The Grange Fair, which normally occurs the same weekend as the larger Rochester Country Fair, awards ribbons and cash prizes to entrants in categories such as best vegetables, baked goods, flower arrangements, needlework, photos, paintings and conservation collections made by local children that consist of natural things like bugs, seashells and leaves.
All of the entries were displayed around the large room inside the 107-year old Grange Hall, and by Saturday morning, the ribbons had been awarded and were ready to be handed out.
Though it doesn’t draw the number of people that the Country Fair does, the Grange Fair is still a hit with a small community of locals both young and old.
“We’re hanging in,” Susan said. “People come back every year. There’s a pretty steady core that likes to come for the fun of it.”
That fun also consists of a ham and bean supper that’s been held every year for the past decade, and after dinner, there’s an auction consisting of many things displayed in the room, and the ribbons and prizes are awarded.
“We don’t have big crowds, but the people that come enjoy bidding against their buddies,” said Susan.
Lafleur said that back in the 1950s, the Grange Fair was three days long and there were horse pulls and other events, but they weren’t able to keep some of those traditions alive.
“Now, it’s kind of hard to do that stuff,” she said.

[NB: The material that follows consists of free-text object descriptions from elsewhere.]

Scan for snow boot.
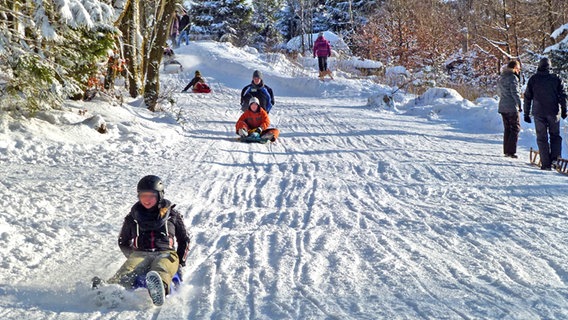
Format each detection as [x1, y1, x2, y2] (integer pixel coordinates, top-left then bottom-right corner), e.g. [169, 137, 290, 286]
[146, 271, 166, 306]
[318, 71, 324, 80]
[261, 132, 275, 141]
[92, 276, 104, 289]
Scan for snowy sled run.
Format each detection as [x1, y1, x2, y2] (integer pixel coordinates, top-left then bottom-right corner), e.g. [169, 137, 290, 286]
[529, 147, 568, 174]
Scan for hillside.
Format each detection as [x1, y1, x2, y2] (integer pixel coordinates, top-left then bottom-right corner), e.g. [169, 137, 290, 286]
[1, 41, 568, 319]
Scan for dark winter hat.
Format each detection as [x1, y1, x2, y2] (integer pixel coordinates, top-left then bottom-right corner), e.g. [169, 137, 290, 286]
[538, 57, 551, 70]
[252, 70, 262, 79]
[137, 175, 165, 202]
[195, 70, 201, 77]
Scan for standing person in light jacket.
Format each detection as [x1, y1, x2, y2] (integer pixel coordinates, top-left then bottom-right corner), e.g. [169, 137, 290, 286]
[524, 57, 568, 170]
[313, 32, 332, 79]
[497, 60, 522, 158]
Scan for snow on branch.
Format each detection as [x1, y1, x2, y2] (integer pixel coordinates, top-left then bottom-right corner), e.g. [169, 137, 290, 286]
[481, 36, 517, 60]
[551, 23, 568, 40]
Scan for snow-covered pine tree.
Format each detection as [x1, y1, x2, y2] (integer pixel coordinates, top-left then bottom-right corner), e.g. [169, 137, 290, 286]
[191, 0, 253, 45]
[313, 0, 376, 34]
[251, 0, 284, 51]
[546, 23, 568, 79]
[276, 1, 301, 41]
[0, 0, 116, 113]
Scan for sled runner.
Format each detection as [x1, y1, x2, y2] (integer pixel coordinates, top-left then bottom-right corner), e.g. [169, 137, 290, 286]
[529, 147, 568, 174]
[319, 69, 334, 81]
[529, 147, 541, 168]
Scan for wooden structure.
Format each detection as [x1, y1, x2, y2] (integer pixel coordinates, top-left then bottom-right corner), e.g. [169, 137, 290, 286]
[529, 147, 568, 174]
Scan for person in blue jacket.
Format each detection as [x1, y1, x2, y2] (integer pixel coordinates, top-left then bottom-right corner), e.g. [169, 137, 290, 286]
[240, 70, 274, 113]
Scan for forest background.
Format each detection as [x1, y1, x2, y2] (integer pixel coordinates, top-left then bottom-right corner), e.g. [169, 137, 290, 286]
[0, 0, 567, 113]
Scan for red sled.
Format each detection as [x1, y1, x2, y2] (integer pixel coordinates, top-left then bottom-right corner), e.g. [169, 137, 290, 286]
[193, 83, 211, 93]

Susan’s husband, Herbert Lafleur, is the Grange Fair Chairman, and as the fair started Saturday afternoon, he was still running around Rochester and the property, meticulously making sure everything was in place for the day’s events.
“There’s a lot of natural stuff here,” said Herb as he was on his way to the market to pick up some last minute items for the day. “I hope people like it.”
Susan said that a lot of the gardeners associated with the Grange and the fair said they hadn’t enjoyed the best summer because of the heat waves and dramatic changes in weather over the last few months, but they still were able to get some nice vegetables and flower arrangements entered.
“What they got came out good,” she said. “It wasn’t the best year garden-wise is what they’re saying, but we’ve got it covered.”
It seems that even though there are a lot of things working against a place like the Rochester Grange, the group still works hard to ensure that a tradition stays in place.
“There aren’t that many grange fairs around these days,” Susan said.